According to Global Forest Watch, run by the Washington- based World Resources Institute and which provides detailed analysis of hot spots, 48 per cent of fire alerts in the Sept 13 to 20 period were outside concession lands, while 45 per cent were reported within pulpwood concessions, 3 per cent in oil palm concessions and 4 per cent inside logging concessions.
A coalition of Indonesian non-governmental organisations (NGOs) in Sumatra's Riau province has also found that 56 timber suppliers of the Singapore-based Asia Pulp and Paper (APP), Indonesia's largest pulp and paper firm, as well as its rival Asia Pacific Resources International Holdings (April), also based in Singapore, were detected having hot spots from January to August.
The coalition, Eyes on the Forest (EoF), said Riau NGOs would file police reports about the alleged involvement of several companies in setting fires. Hot spots were also recorded on 38 palm oil plantations.
APP, a unit of Indonesia's Sinar Mas group, is under the most pressure as it has dozens of supplier concessions in Sumatra and these concessions have recorded the highest hot spot total of any firm. APP has a zero-burning policy for all suppliers.
Ms Aida Greenbury, APP's managing director of sustainability, told The Straits Times last week that more than 90 per cent of fires were started outside APP supplier concessions. Those responsible included farmers and other companies.
EoF has challenged this claim, at least for some concessions. Using satellite imagery, it recorded fires in and around concessions of four APP suppliers in peat areas in Jambi and South Sumatra provinces. The four are PT Tri Pupajaya, PT Rimba Hutani Mas, PT Bumi Andalas Permai and PT Bumi Mekar Hijau.
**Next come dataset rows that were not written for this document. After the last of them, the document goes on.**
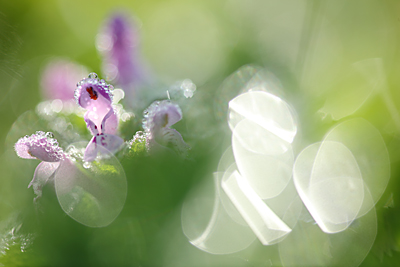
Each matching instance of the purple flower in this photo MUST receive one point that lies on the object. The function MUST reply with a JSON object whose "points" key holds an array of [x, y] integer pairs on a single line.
{"points": [[59, 77], [117, 41], [95, 96], [44, 147], [158, 118]]}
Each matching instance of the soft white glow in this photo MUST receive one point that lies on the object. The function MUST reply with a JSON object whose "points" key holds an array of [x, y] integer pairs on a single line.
{"points": [[262, 220]]}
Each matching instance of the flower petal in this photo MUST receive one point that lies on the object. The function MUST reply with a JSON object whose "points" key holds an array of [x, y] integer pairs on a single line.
{"points": [[44, 171], [91, 194], [161, 114], [112, 122], [39, 146], [91, 126], [91, 90], [110, 142]]}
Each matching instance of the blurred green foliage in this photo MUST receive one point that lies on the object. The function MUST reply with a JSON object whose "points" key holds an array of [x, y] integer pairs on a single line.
{"points": [[309, 45]]}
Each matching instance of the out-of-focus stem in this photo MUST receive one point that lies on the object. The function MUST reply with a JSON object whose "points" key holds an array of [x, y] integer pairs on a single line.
{"points": [[394, 113]]}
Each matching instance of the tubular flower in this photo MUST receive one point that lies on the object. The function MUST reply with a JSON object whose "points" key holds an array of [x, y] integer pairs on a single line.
{"points": [[44, 147], [158, 118], [95, 96]]}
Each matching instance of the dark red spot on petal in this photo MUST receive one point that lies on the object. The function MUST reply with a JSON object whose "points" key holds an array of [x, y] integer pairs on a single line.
{"points": [[92, 93]]}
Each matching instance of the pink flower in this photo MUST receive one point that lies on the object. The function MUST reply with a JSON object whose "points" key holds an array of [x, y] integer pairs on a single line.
{"points": [[95, 96], [44, 147], [158, 118]]}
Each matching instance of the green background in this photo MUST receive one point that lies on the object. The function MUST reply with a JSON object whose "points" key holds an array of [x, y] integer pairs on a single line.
{"points": [[309, 45]]}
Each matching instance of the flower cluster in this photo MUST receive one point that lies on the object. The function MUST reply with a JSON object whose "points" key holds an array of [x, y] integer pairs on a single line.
{"points": [[73, 170]]}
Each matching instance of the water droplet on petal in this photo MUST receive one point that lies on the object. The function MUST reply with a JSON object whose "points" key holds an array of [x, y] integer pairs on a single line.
{"points": [[86, 165]]}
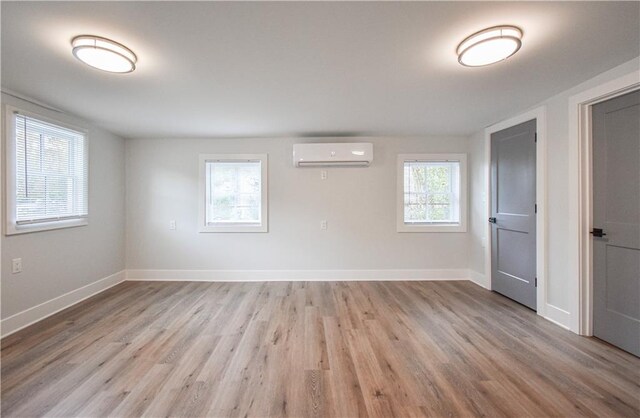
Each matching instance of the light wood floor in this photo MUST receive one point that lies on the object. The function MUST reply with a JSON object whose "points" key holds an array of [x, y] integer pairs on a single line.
{"points": [[310, 349]]}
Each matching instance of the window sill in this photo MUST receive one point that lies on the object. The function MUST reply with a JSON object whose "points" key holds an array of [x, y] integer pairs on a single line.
{"points": [[431, 228], [235, 228], [14, 229]]}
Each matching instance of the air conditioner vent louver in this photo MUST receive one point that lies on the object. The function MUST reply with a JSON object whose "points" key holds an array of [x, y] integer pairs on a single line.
{"points": [[358, 154]]}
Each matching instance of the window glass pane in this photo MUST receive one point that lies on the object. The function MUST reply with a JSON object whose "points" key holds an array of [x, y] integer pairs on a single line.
{"points": [[431, 192], [234, 192], [51, 172]]}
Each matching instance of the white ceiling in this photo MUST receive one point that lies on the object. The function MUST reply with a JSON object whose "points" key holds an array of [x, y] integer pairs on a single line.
{"points": [[210, 69]]}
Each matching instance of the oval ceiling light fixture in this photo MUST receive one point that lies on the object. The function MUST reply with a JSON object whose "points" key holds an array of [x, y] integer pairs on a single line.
{"points": [[489, 46], [103, 54]]}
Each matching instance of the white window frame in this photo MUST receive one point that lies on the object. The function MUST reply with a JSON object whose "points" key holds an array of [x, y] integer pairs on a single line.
{"points": [[202, 193], [11, 225], [462, 193]]}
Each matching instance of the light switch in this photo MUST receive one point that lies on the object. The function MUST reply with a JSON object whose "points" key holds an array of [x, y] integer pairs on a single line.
{"points": [[16, 265]]}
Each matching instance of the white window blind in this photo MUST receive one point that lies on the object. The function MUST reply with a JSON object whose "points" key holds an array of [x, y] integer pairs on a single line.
{"points": [[234, 192], [51, 172], [431, 192]]}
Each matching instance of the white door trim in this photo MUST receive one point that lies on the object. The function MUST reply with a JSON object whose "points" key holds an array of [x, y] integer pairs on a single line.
{"points": [[540, 115], [580, 186]]}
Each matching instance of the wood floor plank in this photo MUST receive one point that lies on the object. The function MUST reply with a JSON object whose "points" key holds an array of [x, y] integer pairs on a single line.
{"points": [[310, 349]]}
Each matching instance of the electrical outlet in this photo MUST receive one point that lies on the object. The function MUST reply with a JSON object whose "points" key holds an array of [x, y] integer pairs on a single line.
{"points": [[16, 265]]}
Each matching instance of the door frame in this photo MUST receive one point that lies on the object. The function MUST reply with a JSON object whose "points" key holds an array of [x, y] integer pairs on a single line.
{"points": [[540, 115], [581, 189]]}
PT Bumi Mekar Hijau in South Sumatra was among seven companies named as suspects by the police last week. The police are investigating 17 other Indonesian firms but have not fully identified them.
"Blaming outsiders for fires in their concessions simply reaffirms APP's failure on its zero-burning commitment and on legal compliance for fire prevention," EoF said in a statement last Thursday.
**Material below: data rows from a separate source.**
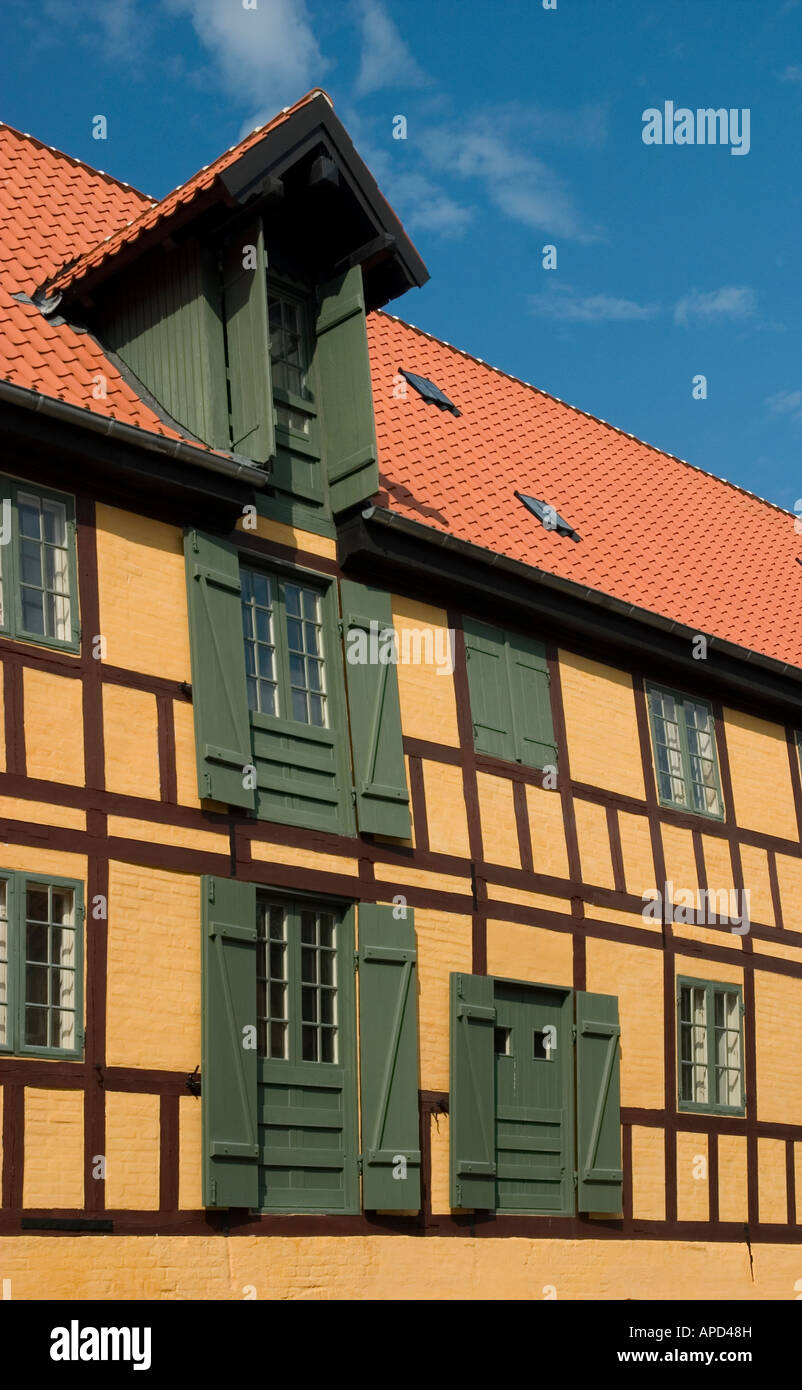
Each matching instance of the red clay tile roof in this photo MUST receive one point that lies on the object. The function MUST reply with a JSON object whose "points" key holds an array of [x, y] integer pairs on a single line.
{"points": [[179, 198], [656, 531]]}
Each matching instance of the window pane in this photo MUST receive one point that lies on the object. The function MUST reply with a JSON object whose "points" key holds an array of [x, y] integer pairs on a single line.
{"points": [[50, 966], [3, 962]]}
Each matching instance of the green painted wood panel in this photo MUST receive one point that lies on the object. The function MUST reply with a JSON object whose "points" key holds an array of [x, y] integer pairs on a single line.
{"points": [[471, 1091], [164, 321], [598, 1104], [509, 688], [534, 1070], [307, 1109], [489, 691], [374, 708], [388, 1040], [533, 727], [345, 389], [228, 1044], [217, 655], [248, 344]]}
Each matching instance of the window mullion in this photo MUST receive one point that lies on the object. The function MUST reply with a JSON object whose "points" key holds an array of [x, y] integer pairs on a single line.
{"points": [[293, 982], [281, 649], [685, 754]]}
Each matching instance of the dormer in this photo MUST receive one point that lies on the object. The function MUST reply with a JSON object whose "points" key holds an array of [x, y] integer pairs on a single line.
{"points": [[238, 306]]}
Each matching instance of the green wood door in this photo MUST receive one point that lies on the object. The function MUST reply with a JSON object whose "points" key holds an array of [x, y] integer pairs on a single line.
{"points": [[534, 1098], [306, 1083]]}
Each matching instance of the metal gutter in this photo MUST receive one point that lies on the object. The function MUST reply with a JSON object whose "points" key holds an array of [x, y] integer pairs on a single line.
{"points": [[489, 559], [231, 466]]}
EoF analysed Landsat images and Nasa Fire Information for Resource Management System data for this year, to monitor the development of fires around PT Rimba Hutani Mas. Hot spots with high-confidence values started to show up in the concession in July.
"At least for this concession, the truth seems to be the other way around - fires spread from inside APP supplier's concession to the outside," said EoF.
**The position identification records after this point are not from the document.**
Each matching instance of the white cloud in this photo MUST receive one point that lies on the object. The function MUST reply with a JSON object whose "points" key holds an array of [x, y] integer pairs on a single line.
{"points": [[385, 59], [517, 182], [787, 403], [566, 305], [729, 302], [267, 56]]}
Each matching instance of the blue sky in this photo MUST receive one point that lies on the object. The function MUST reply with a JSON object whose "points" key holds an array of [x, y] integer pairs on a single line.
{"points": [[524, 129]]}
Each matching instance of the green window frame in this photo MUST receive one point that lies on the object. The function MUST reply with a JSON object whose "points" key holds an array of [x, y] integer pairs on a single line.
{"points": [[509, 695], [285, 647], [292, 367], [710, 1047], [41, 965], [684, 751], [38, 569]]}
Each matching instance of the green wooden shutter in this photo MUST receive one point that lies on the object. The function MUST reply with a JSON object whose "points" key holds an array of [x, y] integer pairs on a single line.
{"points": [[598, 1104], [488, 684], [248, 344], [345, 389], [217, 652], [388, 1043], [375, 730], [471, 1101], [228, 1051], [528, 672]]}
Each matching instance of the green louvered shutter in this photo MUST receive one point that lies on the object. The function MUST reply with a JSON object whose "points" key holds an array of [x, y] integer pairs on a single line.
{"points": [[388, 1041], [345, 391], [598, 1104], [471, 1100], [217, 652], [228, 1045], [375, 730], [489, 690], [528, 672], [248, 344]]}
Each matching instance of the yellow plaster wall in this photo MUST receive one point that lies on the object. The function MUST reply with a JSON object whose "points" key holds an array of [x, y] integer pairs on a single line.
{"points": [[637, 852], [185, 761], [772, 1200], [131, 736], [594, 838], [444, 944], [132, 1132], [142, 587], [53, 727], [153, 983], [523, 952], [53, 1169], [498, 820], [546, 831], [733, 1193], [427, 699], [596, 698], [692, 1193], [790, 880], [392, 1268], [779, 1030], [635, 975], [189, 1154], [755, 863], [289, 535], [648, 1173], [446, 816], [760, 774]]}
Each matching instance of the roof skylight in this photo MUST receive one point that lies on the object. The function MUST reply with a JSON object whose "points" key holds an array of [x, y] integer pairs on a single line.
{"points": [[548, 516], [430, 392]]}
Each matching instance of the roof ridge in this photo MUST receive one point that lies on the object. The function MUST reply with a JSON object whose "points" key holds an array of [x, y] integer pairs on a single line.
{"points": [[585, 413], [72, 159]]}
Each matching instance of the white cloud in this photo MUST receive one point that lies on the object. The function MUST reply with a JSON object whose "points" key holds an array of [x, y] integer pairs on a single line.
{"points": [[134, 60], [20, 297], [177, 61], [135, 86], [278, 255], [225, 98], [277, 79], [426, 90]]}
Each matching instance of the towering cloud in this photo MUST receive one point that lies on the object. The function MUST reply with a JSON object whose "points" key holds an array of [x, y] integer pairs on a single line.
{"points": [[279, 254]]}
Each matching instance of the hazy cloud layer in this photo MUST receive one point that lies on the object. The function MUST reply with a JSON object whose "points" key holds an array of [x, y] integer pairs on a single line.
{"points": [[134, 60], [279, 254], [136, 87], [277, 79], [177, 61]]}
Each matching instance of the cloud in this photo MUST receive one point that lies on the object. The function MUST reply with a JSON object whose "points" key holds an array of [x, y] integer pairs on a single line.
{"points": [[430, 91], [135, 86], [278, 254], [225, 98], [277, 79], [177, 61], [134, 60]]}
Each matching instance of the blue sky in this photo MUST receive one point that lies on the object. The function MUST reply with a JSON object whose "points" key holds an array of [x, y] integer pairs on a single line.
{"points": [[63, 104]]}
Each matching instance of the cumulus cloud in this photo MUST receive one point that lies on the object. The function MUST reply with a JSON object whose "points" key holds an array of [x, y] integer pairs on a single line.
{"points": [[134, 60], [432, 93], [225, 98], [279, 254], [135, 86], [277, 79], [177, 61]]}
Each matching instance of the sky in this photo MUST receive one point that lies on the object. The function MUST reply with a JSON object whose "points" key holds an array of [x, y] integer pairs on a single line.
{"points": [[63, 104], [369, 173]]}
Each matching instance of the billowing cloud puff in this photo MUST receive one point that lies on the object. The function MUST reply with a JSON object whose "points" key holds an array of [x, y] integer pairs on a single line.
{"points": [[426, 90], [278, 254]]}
PT Rimba Hutani Mas covers 67,100ha over two concessions in an area slightly smaller than Singapore. A concession map dated early 2013 on APP's website showed 16,732ha was set aside for conservation.
EoF noted that some of the fires burned conservation areas in APP's concession, while Landsat imagery showed illegal logging occurring in the same area. Illegal logging remains a problem for many company concessions with intact forests.
Last Friday, in a separate statement, EoF released an animation using satellite imagery showing what it said was smoke coming out of the concession since Aug 17 this year.
"Twenty per cent of all high-confidence fire hot spots in South Sumatra this year... were detected inside this concession, or 432 out of 2,167 hot spots," EoF said.
The Straits Times asked APP for its response to EoF's findings and twice asked for its high-resolution maps to support the claim that more than 90 per cent of fires start outside their concessions. APP declined to provide maps.
Still, Ms Greenbury said no other company "has been as transparent as APP on the issue of mapping" and supplying data. APP's maps are available online and it provides data to Global Forest Watch.
"Hot spot maps can only show the location of hot spots," she told The Straits Times.
"On-the-ground verification and thorough investigation is needed to identify where, how and why fires start," she said. "Field verification has been ongoing and reported to the government."
In a reply to queries, an April spokesman told The Straits Times: "Our verified data says we currently have no fires in our concessions.
April's fire suppression teams have been active and successful in containing fires near our concessions in Riau, where previous fires have been reported to the local police."
The spokesman said no company executives have been arrested or detained, nor any from their suppliers. But the spokesman noted two suppliers were being investigated for fires in 2013 and last year that the suppliers said started outside. The suppliers have been instructed to co-operate fully with the authorities, the spokesman said.
April, part of the Royal Golden Eagle group, has concessions covering 1 million hectares in Indonesia, compared with APP's 2.6 million hectares. The spokesman said the company invested US$6 million (S$8.4 million) in fire suppression, including two helicopters, 39 lookout towers and 215 water pumps and training. It has 260 full-time firefighters.